I thought I had opened up yout other 99 eyeballs!!!!

www.hobbs-black.com/bell-memorial/

Yout link shows a combustible canopy and would require protection per NFPA 13!

BUT!!!, would not be included in the main building fire area.

Or am I missing something in your  reply???


----------



## 100eyeballs (Aug 3, 2015)

Why do you say it's not part of a Fire Area? Are you looking at the difference between the two photos as one has occupied space above and one does not as to why one would be within the Fire Area definition?


----------



## mtlogcabin (Aug 3, 2015)

Same as installing an NFPA 13R system in an R Ocuppancy. The IBC requires an automatic sprinkler system throughout the "Fire Area" but a 13-R exempts certain rooms and the attic.


----------



## cda (Aug 3, 2015)

"""Areas of the building not provided with surrounding walls shall be included in the fire area if such areas are included within the horizontal projection of the roof or floor next above.""""

included in fire area::::

https://ixquick-proxy.com/do/spg/sho...41f398f407086c

Because the actual building projects over.
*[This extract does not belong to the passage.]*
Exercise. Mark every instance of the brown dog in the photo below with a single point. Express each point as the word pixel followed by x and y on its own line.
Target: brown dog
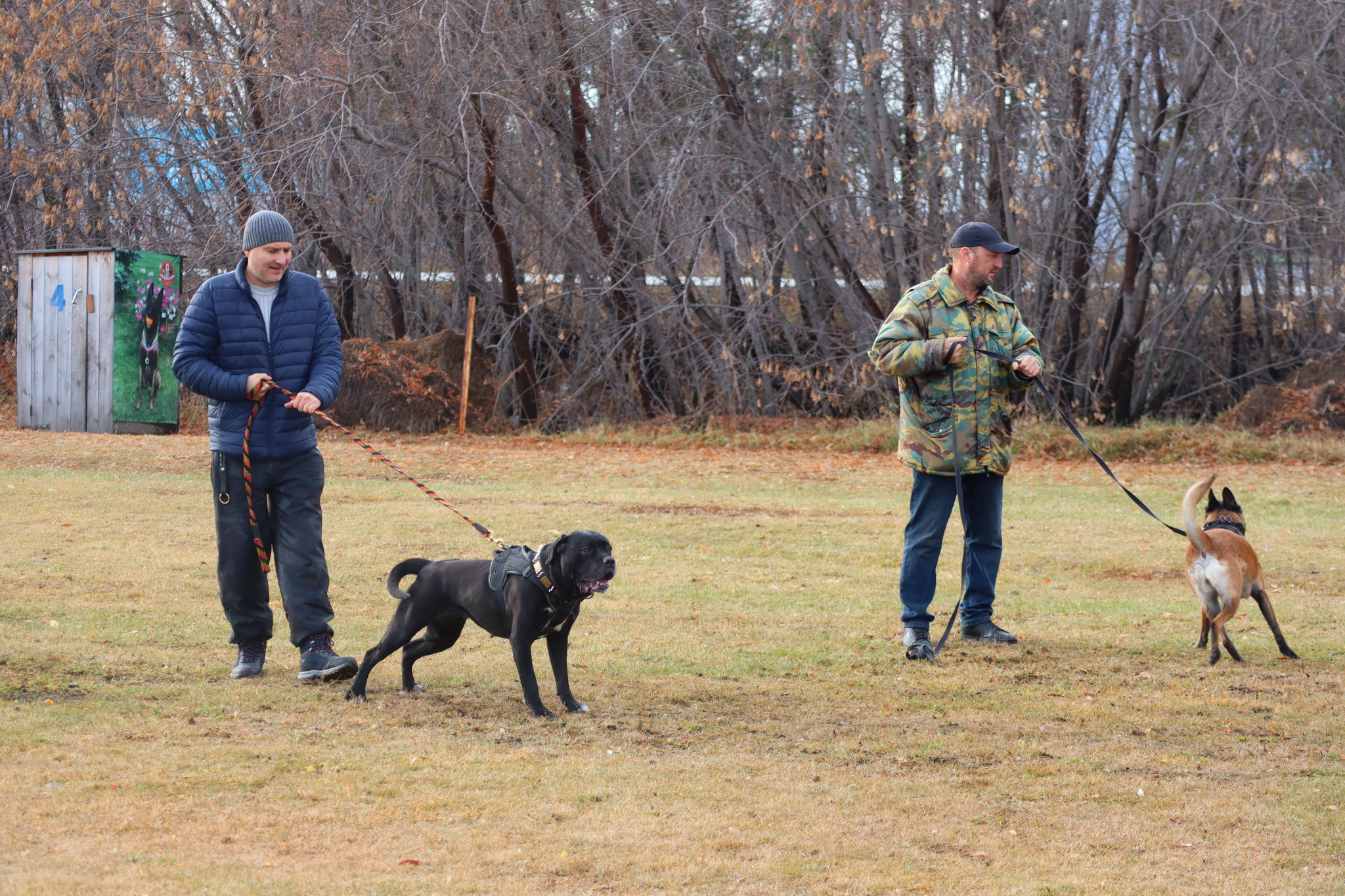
pixel 1223 568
Not included in the fire area::::

www.hobbs-black.com/bell-memorial/

Because the actual building does not project over,,,,,

and the walls of the building create the fire area for the main building


----------



## cda (Aug 3, 2015)

from RLGA:

""""""Also, you have be careful when mentioning roof overhang as being part of the building area. Eaves and other architectural projections are not included in building area. The building area definition only states that "areas of the building not provided with surrounding walls" shall be included in the building area if they "are included within the horizontal projection of the roof or floor above." A roof overhang that constitutes an eave would not be included in building area. Neither would awnings or canopies that are attached to buildings, since they are not a projection of the roof above. """""

http://www.thebuildingcodeforum.com/forum/commercial-building-codes/6668-area-calculation-clarification.html


----------